Les armées sont immenses, fiers sont les bataillons ;
Toutes les colonnes sont aux prises.
Dieu ! quels coups frappent les païens !
Dieu ! que de lances brisées en deux tronçons !
Que de hauberts démaillés ! que d’écus en morceaux !
La terre est tellement jonchée de cadavres,
Que l’herbe des champs, l’herbe fine et verte,
Est toute envermeillée par le sang.
L’Émir alors fait un nouvel appel aux siens :
« Frappez sur les chrétiens, frappez, barons. »
La bataille est rude, elle est acharnée.
Ni avant ce temps, ni depuis lors, on n’en vit jamais d’aussi forte ni d’aussi fière :
La mort seule pourra séparer les combattants.Aoi.

CCLXXV

L’Émir appelle les siens :
« Vous n’êtes venus que pour frapper : frappez.

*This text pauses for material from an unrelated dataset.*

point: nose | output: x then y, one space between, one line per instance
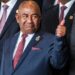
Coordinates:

« Je vous donnerai de belles femmes ;
« Vous aurez des biens, des fiefs, des terres.
« — Oui, notre devoir est de frapper, » lui répondent les païens.
A forcé d’assener de grands coups, ils perdent leurs lances.
Et alors cent mille épées sont tirées des fourreaux ;
La mêlée est douloureuse, elle est horrible :
Ah ! ceux qui furent la virent une vraie bataille.Aoi.